En effet, «il  fallait  aussi  montrer  aux  Européens  cette vo­lon­té    de    lutter    contre    les    migrations irrégulières  avec  l’arrestation  de  centaines d’étrangers à Nouadhibou et à Nouakchott, au risque  de  perturber  le  marché  du  travail dont certains    secteurs    ont    be­soin    de    la   main d’œuvre  étran­gère».
Et cela n’est pas pour le contrôle. Si par malheur, le migrant en situation irrégulière se fait interpeller, il subit des «rackets de la part des agents de sécurité». Sans même qu’il ait la possibilité d’avertir des proches, note le rapport, le «migrant en situation irrégulière est incarcéré directement». Certains «sont  parfois  traqués  jusque dans   les   chantiers,   dans   la   rue,   les   lieux d’habitation, les restaurants». Ainsi, informe le document, «le 9 mai 2016, un migrant   malien   du nom   de   Mody   Boubou Coulibaly, âgé  d’une  vingtaine  d’années,  est décédé  à  l’hôpital  national,  au  terme  d’une course-poursuite  avec  des  gendarmes  suite  à une tentative de contrôle de ses papiers».
Et ceux «qui sont interpellés sont obligés de payer entre 5 mille et 15 mille ouguiyas». Ce traitement n’est tout de même pas réservé à toutes les nationalités. En effet, renseigne le document, les Ivoiriens dont le gouvernement a signé des accords de libre circulation avec le pays, sont épargnés, ainsi que les Gambiens.
S’agissant des conditions de détention, le rapport affirme que «dans  certains  centres  de  détention  tels  que  le commissariat    de    Baghdad    (Nouak­chott),    les conditions  de  détention  sont  épouvantables. Les  migrants  sont  incarcérés  dans  des  petites cellules   dans   l’aile   désaffectée   du commissariat.  Le  bâtiment  est  dans  un  état  de délabrement total. Privés de toilettes dignes de ce  nom,  les  migrants  qui  croupissent  là  font leurs besoins naturels dans des bouteilles. Dans l’insa­lu­brité  et  le  manque  d’hygiène, mous­tiques et cafards colonisent les lieux».
8 Sénégalais «ayant transité au commissariat de Baghdad sont restés sans eau, ni nourriture pendant trois jours», informe le document. L’arabe étant la langue officielle du pays, les migrants en situation irrégulière, sont laissés à leur compte par des autorités dont «l’assistance» fait défaut. Pis, «aucune loi nationale sur l’asile ne  permet aux  réfugiés  d’être  reconnus  par  l’Etat mauritanien malgré la   signature de la Convention de 1951», déplore le rapport. Cela, conjugué aux tracasseries dont sont victimes les pêcheurs de Guêt Ndar, pose la question de l’utilité des «accords de libre circulation conclus entre la Mauritanie et la Communauté économique des Etats de l’Afri­que de l’Ouest (Cedeao)».
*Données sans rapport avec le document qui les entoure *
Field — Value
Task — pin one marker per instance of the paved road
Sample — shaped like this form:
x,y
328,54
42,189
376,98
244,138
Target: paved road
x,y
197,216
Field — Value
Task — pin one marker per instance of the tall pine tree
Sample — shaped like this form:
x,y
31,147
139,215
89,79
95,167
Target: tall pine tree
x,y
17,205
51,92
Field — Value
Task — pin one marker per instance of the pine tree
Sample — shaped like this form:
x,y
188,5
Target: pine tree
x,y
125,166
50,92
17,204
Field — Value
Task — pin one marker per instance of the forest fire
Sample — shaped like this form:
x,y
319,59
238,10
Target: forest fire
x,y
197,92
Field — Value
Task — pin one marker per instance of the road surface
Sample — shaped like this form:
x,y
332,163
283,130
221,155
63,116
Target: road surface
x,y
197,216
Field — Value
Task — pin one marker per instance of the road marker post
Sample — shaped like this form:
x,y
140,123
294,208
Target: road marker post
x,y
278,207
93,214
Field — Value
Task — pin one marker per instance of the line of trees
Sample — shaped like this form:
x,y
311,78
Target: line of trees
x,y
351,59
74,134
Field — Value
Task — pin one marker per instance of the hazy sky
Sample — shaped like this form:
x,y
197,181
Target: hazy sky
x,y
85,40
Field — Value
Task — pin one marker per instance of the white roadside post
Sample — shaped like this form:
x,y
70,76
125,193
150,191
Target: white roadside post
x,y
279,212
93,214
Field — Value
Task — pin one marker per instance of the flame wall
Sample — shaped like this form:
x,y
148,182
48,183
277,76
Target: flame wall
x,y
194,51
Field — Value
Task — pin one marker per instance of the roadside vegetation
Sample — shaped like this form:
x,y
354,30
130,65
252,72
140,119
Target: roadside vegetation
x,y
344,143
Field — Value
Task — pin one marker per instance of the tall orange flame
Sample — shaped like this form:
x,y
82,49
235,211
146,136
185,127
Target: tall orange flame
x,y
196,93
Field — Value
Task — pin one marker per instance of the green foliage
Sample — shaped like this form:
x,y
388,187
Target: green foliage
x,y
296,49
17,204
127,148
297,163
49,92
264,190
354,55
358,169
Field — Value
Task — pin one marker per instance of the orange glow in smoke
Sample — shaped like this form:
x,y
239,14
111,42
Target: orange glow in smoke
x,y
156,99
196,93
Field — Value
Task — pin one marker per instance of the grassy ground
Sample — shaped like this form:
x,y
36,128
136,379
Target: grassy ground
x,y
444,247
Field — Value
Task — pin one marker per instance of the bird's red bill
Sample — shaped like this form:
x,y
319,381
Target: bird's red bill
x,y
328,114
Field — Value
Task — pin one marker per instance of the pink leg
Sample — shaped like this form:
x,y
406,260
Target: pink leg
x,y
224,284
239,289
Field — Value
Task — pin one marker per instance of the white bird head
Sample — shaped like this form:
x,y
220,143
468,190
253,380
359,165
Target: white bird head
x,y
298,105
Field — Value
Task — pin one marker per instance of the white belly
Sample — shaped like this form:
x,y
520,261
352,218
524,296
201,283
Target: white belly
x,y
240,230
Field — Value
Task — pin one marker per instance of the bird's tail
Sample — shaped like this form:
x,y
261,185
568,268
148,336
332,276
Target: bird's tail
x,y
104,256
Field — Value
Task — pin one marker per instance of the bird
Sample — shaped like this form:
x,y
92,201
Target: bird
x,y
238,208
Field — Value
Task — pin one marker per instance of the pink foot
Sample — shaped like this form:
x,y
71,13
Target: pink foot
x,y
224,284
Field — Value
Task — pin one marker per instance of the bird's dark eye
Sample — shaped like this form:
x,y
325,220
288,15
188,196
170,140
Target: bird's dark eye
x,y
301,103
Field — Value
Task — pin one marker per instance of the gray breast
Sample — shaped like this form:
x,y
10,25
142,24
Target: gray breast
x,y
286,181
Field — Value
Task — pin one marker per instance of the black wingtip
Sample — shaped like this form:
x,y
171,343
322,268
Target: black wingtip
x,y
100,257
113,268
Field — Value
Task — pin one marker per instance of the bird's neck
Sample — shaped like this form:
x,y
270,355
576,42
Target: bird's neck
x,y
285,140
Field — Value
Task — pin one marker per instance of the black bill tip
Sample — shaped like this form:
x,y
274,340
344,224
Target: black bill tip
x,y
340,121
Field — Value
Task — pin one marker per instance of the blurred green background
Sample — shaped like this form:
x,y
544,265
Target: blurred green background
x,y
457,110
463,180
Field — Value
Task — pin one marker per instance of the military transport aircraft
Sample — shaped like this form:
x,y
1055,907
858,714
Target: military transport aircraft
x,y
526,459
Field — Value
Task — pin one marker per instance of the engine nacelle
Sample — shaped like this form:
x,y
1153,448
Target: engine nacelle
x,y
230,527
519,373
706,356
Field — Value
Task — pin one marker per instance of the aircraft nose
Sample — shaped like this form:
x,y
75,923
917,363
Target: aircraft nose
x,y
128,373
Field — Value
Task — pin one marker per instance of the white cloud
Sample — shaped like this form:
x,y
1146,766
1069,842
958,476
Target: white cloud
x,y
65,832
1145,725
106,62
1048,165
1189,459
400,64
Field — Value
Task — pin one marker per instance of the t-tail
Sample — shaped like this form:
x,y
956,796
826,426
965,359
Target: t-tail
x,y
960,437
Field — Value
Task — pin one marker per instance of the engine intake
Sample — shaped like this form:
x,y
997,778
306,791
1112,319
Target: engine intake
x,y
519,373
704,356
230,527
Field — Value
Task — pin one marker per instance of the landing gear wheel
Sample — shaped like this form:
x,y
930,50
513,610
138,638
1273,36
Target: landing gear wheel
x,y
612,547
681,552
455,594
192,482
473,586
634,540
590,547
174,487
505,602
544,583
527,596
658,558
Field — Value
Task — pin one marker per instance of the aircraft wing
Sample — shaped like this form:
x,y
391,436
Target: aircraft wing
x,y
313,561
Au moment où une vidéo publiée par la chaîne de télé américaine Cnn a permis de braquer les yeux sur l’enfer qu’est devenue la Libye pour les migrants africains en transit, un autre pays arabo-africain traite les ressortissants africains de la même manière, sinon pire, sans que cela n’attire l’attention. Et ce qui est malheureux pour les Sénégalais, c’est que ce pays est traité en voisin, ami et pa­rent.